Advanced Analysis Techniques
- Trajectory inference helps understand stem cell differentiation into mature cell types and identifies key genes driving fate decisions.
- Differential expression analysis compares gene changes between conditions (e.g., healthy vs. diseased states), revealing shifts in cell type compositions due to perturbations.
Resources for Further Learning
- For an in-depth understanding of single-cell RNA sequencing workflows, refer to Malta's paper titled "Current Best Practices in Single Cell RNA Sequencing Analysis," which includes practical tutorials.
Introduction to Scanpy Framework
- Scanpy utilizes an annotated data frame structure containing a data matrix (cells x genes), along with metadata annotations regarding gene expression and other relevant features.
Understanding End Data Objects in Bioinformatics
Structure of End Data Objects
- The end data object consists of dimensions, with 1000 cells and 12,000 genes. It is crucial for users to understand how to create this during their work.
- Metadata includes various observations such as gene counts, mitochondrial fractions, and annotations related to variance and cell neighbors.
- The ops m object contains low-dimensional representations like PCA, t-SNE, UMAP, diffusion maps, and force atlas graphs.
- Layers within the data structure include counts that correspond to the x object but may have different normalization or batch correction applied.

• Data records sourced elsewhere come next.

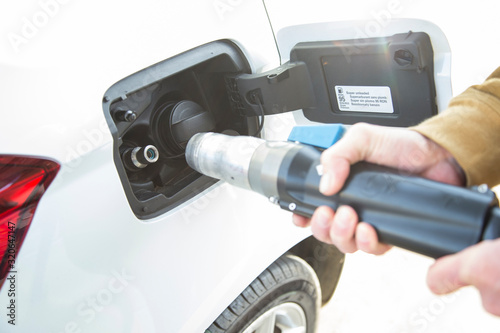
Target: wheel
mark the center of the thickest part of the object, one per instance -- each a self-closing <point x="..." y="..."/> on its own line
<point x="285" y="298"/>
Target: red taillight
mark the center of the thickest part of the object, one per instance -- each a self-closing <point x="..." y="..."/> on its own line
<point x="23" y="181"/>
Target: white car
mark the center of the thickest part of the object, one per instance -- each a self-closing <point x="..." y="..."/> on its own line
<point x="98" y="100"/>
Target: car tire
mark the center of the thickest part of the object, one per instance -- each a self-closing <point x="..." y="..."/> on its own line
<point x="286" y="297"/>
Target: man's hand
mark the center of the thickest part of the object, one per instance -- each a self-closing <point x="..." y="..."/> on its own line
<point x="478" y="265"/>
<point x="399" y="148"/>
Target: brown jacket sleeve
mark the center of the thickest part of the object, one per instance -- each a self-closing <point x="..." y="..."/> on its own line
<point x="470" y="130"/>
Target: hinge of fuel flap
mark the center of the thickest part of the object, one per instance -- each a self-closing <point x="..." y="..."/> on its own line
<point x="282" y="89"/>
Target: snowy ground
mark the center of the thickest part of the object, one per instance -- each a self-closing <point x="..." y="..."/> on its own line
<point x="388" y="294"/>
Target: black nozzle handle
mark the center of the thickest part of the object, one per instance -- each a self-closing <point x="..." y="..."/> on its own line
<point x="414" y="213"/>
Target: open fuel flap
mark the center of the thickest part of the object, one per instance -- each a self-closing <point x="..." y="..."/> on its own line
<point x="154" y="112"/>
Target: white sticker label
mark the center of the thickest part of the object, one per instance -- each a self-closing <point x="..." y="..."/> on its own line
<point x="364" y="99"/>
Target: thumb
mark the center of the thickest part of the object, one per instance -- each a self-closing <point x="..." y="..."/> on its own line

- Users can save normalized versions of their data in layers while retaining access to raw count metrics.
Practical Considerations for Using Docker Containers
- Transitioning from raw count metrics to cell type annotation requires careful consideration of memory usage when using Docker containers.
- More complex tutorials necessitate at least six gigabytes of memory and one gigabyte of swap; simpler tutorials require less memory.
- Users should not panic if their computer does not meet these specifications; adjustments can be made in settings.